Ever wondered how much toil in the soil is needed to unearth an archaeological artefact? There are many different ways in which one can come across a find of archaeological value, and we have seen a few already during this project, from surface surveys to our first venture into the pits.
Walkover survey is one of the initial prespection methods of surface surveying that links the number of artefacts found in one area to a site’s potential for excavation. Walking over an area of ground, the archaeologist scans the ground visually for any finds atop the soil; in our case we did not pick them up. This technique was used in our fieldwork to judge whether an area could be fieldwalked or further examined if a large number or interesting types of finds were noted during the walkover survey.
Fieldwalking, by contrast, is organised by dividing the site into grid squares – our preference for this site is ten by ten metres – and walking over each square area while carefully examining the ground for items which either rest atop the surface, or are visible from the topsoil, then gathering them. In other words, one does not extract finds from beneath the soil at this point – this is to find what has worked its way to the surface by human means (such as ploughing or non-archaeological digging) or by natural means (like the washing-down or erosion of soil).
We take great care in grouping finds together in order of where they were found, throughout collection, transport, and cleaning. Of course, we have to wash the earth off of the finds — even if one is confident in the nature of a find on the field, we can learn much more about the item when it is cleaned!

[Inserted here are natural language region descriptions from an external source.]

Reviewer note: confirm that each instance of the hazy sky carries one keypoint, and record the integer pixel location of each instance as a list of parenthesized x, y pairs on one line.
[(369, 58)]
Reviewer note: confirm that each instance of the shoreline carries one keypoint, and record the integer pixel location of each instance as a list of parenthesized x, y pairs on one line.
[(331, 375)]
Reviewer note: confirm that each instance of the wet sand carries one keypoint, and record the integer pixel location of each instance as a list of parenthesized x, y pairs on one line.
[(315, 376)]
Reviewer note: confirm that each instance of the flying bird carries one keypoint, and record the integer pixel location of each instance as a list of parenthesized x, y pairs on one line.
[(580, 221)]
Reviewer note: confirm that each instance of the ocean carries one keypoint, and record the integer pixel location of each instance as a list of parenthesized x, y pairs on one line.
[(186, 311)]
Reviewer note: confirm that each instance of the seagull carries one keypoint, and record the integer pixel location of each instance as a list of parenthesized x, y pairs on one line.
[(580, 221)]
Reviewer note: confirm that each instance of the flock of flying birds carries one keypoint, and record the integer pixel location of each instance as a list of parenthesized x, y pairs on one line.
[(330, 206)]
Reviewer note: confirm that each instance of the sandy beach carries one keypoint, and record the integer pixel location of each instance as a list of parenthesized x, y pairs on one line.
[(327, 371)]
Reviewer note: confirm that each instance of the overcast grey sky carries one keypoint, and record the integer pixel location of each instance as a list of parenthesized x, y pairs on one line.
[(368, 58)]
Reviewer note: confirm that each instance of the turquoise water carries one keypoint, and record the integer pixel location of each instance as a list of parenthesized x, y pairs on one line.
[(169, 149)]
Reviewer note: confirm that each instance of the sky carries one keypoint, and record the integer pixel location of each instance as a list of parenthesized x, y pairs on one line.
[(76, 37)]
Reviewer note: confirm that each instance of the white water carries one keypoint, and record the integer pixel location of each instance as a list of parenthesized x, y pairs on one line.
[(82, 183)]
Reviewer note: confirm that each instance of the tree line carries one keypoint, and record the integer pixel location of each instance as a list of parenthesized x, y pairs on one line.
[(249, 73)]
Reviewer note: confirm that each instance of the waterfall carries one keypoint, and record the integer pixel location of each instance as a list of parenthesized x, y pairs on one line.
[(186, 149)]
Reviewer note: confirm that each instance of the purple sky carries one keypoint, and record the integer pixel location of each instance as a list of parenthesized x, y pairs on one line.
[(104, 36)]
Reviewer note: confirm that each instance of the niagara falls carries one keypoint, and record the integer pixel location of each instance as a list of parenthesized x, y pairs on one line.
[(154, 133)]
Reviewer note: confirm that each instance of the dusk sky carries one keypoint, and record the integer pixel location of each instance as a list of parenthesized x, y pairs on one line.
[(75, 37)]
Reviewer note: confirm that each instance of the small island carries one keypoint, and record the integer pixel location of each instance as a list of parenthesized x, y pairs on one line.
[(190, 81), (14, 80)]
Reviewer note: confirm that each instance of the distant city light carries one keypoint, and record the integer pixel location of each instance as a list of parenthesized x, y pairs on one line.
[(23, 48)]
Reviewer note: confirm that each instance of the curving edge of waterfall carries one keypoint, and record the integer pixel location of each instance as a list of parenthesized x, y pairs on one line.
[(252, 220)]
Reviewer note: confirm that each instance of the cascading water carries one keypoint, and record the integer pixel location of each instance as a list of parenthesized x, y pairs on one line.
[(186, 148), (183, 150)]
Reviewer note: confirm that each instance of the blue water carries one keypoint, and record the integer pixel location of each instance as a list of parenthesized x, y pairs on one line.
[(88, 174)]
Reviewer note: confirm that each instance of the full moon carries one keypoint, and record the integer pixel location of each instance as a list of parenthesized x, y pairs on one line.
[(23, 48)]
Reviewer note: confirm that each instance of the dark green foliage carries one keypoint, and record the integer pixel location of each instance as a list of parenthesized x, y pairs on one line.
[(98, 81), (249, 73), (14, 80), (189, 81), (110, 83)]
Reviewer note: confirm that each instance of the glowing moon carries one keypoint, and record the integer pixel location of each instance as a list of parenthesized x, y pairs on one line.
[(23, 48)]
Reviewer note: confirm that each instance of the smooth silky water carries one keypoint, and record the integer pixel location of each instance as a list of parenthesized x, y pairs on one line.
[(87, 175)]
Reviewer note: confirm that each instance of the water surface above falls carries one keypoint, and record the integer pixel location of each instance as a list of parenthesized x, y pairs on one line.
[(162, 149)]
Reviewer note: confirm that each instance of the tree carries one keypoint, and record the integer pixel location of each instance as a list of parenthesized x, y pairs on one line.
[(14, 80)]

Fieldwalking works particularly well on the Binbrook site as a method of determining the site’s potential for excavation because, being arable land used for cultivation year after year, the topsoil is regularly ploughed by machine which brings soil from a deeper layer to the surface, and with it come archaeological artefacts. What we find on the surface, which may have originally resided far deeper below the earth, can directly correlate to the presence of features further down. In this case, fragments of homewares indicate evidence of settlement. Potsherds and roof tiles are numbering in their thousands as the most common finds during this project — and our daily finds are beginning to give shape to our final idea of what the settlement may be!